The minutes from the central bank’s May 30 meeting, where it raised its benchmark rate by a fourth consecutive time to leave it at 4%, show that the bank estimates that the economy could have expanded between 3.9% and 5.5% in the first quarter.
The official gross domestic product figures are set to be released June 23 by the government’s statistics agency.
The central bank also defended its decision to increase rates by highlighting that economic output is close to its potential and that consumption continues to drive economic activity.
“All the lending components continue to grow at significant rates and there has been a build-up in household debt as well,” the central bank said in the minutes.
Inflation expectations, meanwhile, have declined and “for the short and mid-term have adjusted downward and are within the target range” of 2% to 4%, the central bank said in the minutes. Consumer prices increased 3.02% in the 12 months through May.

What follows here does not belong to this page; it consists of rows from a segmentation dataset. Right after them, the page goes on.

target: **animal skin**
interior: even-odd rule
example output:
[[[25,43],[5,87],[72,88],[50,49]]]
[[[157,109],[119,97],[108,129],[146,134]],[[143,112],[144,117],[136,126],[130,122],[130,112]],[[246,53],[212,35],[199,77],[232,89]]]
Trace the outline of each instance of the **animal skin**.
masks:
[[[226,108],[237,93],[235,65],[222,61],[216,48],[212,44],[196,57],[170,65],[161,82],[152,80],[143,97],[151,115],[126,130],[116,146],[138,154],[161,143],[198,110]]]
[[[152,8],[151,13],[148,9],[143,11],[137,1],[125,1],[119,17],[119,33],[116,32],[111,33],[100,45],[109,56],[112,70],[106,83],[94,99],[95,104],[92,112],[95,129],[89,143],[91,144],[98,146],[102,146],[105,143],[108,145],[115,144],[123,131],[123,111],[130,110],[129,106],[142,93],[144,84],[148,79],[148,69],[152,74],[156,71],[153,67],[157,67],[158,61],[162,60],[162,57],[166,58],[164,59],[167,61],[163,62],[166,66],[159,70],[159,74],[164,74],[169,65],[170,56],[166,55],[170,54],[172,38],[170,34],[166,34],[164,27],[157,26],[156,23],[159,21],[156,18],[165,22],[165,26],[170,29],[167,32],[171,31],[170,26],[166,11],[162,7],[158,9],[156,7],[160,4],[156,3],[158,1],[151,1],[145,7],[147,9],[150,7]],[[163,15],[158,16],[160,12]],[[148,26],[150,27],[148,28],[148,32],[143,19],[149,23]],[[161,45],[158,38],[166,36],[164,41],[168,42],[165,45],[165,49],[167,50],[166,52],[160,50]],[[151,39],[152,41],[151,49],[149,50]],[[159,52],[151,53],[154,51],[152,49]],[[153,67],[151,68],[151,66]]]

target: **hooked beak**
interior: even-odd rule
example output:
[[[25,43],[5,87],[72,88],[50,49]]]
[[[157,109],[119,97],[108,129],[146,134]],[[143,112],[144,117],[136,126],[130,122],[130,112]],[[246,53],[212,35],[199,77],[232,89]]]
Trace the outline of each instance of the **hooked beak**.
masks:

Colombia’s benchmark interest rate stood at a historical low of 3.0% for nine months until February when the bank began raising rates amid inflation worries and signs rates were too low for an economy that was starting to gain speed. The central bank estimates that the economy could expand as much as 6% this year.
The bank also announced in its May 30 meeting that it was extending a program in which it buys a minimum of $20 million daily in dollars at least until Sept. 30 in the foreign exchange market to prevent unwanted peso strength. The central bank didn’t explain that decision in the minutes released Friday.